# Taxes in Mexico...



## anoutlaw (May 13, 2009)

So i have reading on multiple sites and cant get a clear answer, 

I am European and a permanent resident in mexico for some time. I am not enrolled in SAT, I do freelance work to peope abroad and do crypto trading. I do not get paid in mexico, no one in mexico pays me.

Money gets sent to my account abroad and from time to time i wire to my mexican account, so it is a transfer from account in my name to account here in my name. 

I read about the new program at SAT called RESICO but not sure if it is only for mexicans, that is what an accountant lead me to believe. Their is also one called RIF that accepts foreign permanent residents but that one is getting phased out.

I have read posts about people asking people at SAT and being told if it is not money earned IN mexico, no need to file.


----------



## eastwind (Jun 18, 2016)

This comes up from time to time, the answer depends on what other country you are from and what other country the income is being taxed in, and whether you're paying those taxes. Mexico has bilateral tax agreements with various countries, you have to find out which one applies. You need an accountant that understands that particular bilateral agreement, which may be difficult to find.

Some accountants, especially ones that don't really understand the specifics of your situation, are likely to say "don't worry about it", because they figure Mexico will never raise an issue. I think that's more of a judgement on thieir part that you won't ever be caught than it is an understanding of what you're actually required to pay. Mexico apparently makes little effort to go after this sort of income earned by expats.

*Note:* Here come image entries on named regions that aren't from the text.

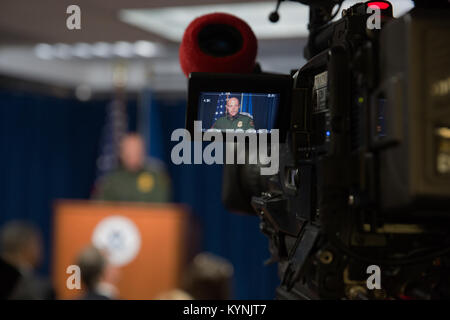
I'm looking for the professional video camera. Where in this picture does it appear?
[183,0,450,299]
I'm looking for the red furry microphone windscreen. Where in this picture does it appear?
[180,13,258,77]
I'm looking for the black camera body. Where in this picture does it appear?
[188,2,450,299]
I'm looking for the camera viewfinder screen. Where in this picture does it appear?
[198,92,280,132]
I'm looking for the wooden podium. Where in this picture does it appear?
[52,200,188,299]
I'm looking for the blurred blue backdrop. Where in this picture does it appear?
[0,90,278,299]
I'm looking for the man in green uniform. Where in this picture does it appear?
[212,98,255,130]
[94,134,171,202]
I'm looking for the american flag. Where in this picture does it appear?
[97,98,128,178]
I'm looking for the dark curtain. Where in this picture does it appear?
[0,89,136,274]
[144,92,279,299]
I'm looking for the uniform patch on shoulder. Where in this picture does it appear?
[137,172,155,193]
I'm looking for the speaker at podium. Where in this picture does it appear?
[52,200,189,300]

In at least some, if not many cases, you aren't required to pay anything anyway, apparently. At least some (if not most) of the bilateral agreements specify that Mexico should only collect the difference between what you'd owe on the taxes if it were Mexican income and what you are already paying on the income to some other country. In enough of the cases, Mexican taxes are less, so they're not going to collect anything, or the rates are close, so it's not worth their time to try to collect a thin slice of income.


----------